Selon lui, l'Acadie a tout intérêt à travailler au sein du système existant et de continuer à faire valoir ses droits devant les tribunaux.

La présidente de la Société nationale de l’Acadie, Louise Imbeault, estime que les Acadiens ont somme toute réussi à tirer profit du système politique et judiciaire existant, par exemple en faisant élire des députés qui ont bien représenté leurs intérêts et, dans le cas de la Nouvelle-Écosse, en insistant sur le maintien des circonscriptions dites acadiennes.

Elle estime tout de même que la journée de réflexion de vendredi avait sa raison d'être.

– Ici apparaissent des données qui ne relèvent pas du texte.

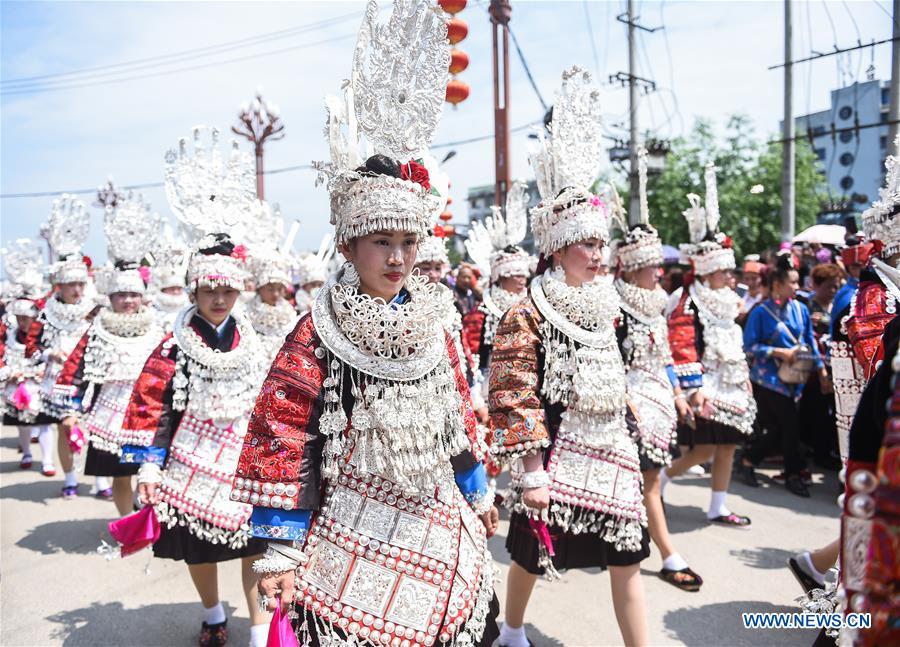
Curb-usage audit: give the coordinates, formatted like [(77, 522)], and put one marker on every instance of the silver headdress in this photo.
[(880, 220), (22, 262), (640, 245), (215, 201), (67, 230), (565, 165), (131, 229), (709, 250), (493, 245), (394, 99)]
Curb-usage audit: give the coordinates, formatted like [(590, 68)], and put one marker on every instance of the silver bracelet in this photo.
[(274, 561), (531, 480), (149, 473), (483, 503)]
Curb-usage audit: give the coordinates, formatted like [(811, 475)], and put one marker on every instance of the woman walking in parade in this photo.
[(190, 406), (557, 389), (651, 383), (362, 461), (707, 349)]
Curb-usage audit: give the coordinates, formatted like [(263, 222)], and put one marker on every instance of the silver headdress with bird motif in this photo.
[(494, 244), (67, 230), (390, 107), (214, 199), (640, 245), (709, 250), (565, 165)]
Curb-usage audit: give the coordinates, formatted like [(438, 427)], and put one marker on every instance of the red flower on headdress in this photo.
[(239, 252), (415, 172)]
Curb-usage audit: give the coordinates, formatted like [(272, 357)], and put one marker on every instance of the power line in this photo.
[(175, 57), (527, 70), (181, 69), (285, 169)]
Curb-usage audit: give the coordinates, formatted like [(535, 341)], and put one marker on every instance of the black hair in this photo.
[(126, 265), (778, 273), (380, 165), (222, 247)]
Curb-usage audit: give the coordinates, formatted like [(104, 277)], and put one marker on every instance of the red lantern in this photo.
[(457, 91), (452, 7), (457, 30), (459, 61)]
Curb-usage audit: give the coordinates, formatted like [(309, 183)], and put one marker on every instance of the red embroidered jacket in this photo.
[(866, 325), (283, 446), (686, 342)]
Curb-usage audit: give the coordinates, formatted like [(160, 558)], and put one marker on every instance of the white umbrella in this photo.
[(823, 234)]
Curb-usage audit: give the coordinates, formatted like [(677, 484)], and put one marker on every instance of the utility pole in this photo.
[(787, 164), (894, 107), (501, 11), (634, 144), (634, 83)]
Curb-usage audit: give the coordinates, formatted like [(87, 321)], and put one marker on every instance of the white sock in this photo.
[(717, 505), (259, 635), (513, 636), (214, 615), (45, 438), (25, 441), (805, 561), (674, 562), (663, 482)]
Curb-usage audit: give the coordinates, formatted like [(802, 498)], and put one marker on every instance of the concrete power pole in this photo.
[(500, 12), (787, 165), (634, 143), (894, 107)]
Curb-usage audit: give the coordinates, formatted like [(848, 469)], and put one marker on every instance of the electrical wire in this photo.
[(178, 70), (91, 73)]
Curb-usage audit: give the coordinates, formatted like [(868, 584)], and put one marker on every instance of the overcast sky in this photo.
[(710, 60)]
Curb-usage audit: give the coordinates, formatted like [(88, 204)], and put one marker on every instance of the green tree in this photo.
[(753, 220)]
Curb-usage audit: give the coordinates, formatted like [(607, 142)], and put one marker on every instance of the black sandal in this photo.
[(732, 519), (802, 577), (671, 576)]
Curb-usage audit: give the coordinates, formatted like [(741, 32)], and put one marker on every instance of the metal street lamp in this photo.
[(259, 121)]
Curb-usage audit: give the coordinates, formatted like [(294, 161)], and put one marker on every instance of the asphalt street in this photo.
[(56, 589)]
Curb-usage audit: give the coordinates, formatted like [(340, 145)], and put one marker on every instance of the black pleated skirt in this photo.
[(491, 629), (177, 543), (10, 420), (709, 432), (102, 463), (586, 550)]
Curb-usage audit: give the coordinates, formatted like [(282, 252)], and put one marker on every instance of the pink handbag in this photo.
[(136, 531), (281, 632)]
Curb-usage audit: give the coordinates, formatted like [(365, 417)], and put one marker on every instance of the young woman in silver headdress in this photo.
[(652, 386), (362, 461)]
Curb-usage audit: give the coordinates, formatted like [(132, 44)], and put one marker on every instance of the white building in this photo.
[(851, 160)]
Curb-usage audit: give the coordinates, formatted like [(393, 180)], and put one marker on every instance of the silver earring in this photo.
[(350, 276)]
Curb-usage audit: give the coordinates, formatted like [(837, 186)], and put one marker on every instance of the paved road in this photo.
[(57, 591)]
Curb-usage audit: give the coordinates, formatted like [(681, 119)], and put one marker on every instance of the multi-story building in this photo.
[(851, 156)]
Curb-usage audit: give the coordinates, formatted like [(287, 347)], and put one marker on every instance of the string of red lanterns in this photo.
[(457, 30)]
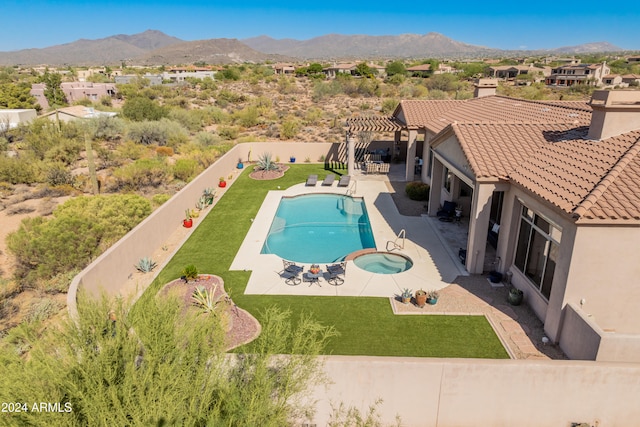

Une assemblée comme celle d’aujourd’hui nous amène à réfléchir : est-ce que les outils qu’on a utilisés depuis 50 ans sont les bons, est-ce qu’on pourrait faire des gains plus grands? Qu’on nous propose des modèles différents, je trouve ça fort intéressant [...]. Par contre, la faille, ce matin, selon moi, c’est qu’on ne nous a pas dit quels étaient les éléments négatifs de ces modèles-là.

Louise Imbeault, présidente de la Société nationale de l'Acadie, en entrevue.

Louise Imbeault de la Société nationale de l'Acadie, aurait voulu qu'on présente aussi les failles des modèles proposés.

Photo : Radio-Canada

Le but de l’Assemblée nationale de l’Acadie est de poursuivre la réflexion et de proposer d’ici l’automne 2020 un modèle d’autonomie régionale pour toute l’Acadie.